For decades, human-computer interaction has fundamentally been manual. Even today, almost all productive work done on the computer necessitates human input at every step. Autonomous virtual agents represent an exciting step in automating many of these menial tasks. Virtual agents would empower users with limited technical proficiency to harness the full possibilities of computer systems. They could also enable the efficient streamlining of numerous computer tasks, ranging from calendar management to complex travel bookings, with minimal human intervention. In this paper, we introduce OmniACT, the first-of-a-kind dataset and benchmark for assessing an agent's capability to generate executable programs to accomplish computer tasks. Our scope extends beyond traditional web automation, covering a diverse range of desktop applications. The dataset consists of fundamental tasks such as "Play the next song", as well as longer horizon tasks such as "Send an email to John Doe mentioning the time and place to meet". Specifically, given a pair of screen image and a visually-grounded natural language task, the goal is to generate a script capable of fully executing the task. We run several strong baseline language model agents on our benchmark. The strongest baseline, GPT-4, performs the best on our benchmark However, its performance level still reaches only 15% of the human proficiency in generating executable scripts capable of completing the task, demonstrating the challenge of our task for conventional web agents. Our benchmark provides a platform to measure and evaluate the progress of language model agents in automating computer tasks and motivates future work towards building multimodal models that bridge large language models and the visual grounding of computer screens.

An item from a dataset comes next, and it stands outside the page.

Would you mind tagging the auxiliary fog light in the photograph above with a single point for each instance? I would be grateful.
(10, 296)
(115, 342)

翻译：数十年来，人机交互本质上始终依赖人工操作。即便在今天，计算机上几乎所有生产性工作仍需在每个步骤中人工介入。自主虚拟智能体代表了自动化处理诸多繁琐任务方面令人振奋的进展——这类智能体将赋能技术受限的用户充分利用计算机系统的全部潜力，同时能以最少人工干预高效统筹日历管理、复杂旅行预订等大量计算机任务。本文提出OmniACT，这是首个用于评估智能体生成可执行程序完成计算机任务能力的专用数据集与基准。我们的研究范畴超越传统网页自动化，覆盖多样化的桌面应用程序。数据集包含“播放下一首歌曲”等基础任务，以及“向John Doe发送邮件告知会议时间地点”等长周期任务。具体而言，给定屏幕图像与视觉定位的自然语言任务配对，目标是生成能完整执行该任务的脚本。我们在基准上测试了多个强基线语言模型智能体，其中表现最优的GPT-4的脚本生成能力仅达到人类熟练度的15%，充分彰显了该任务对传统网页智能体的挑战性。本基准为衡量和评估语言模型智能体在计算机任务自动化领域的进展提供了平台，同时激励未来研究构建能桥接大语言模型与计算机屏幕视觉定位的多模态模型。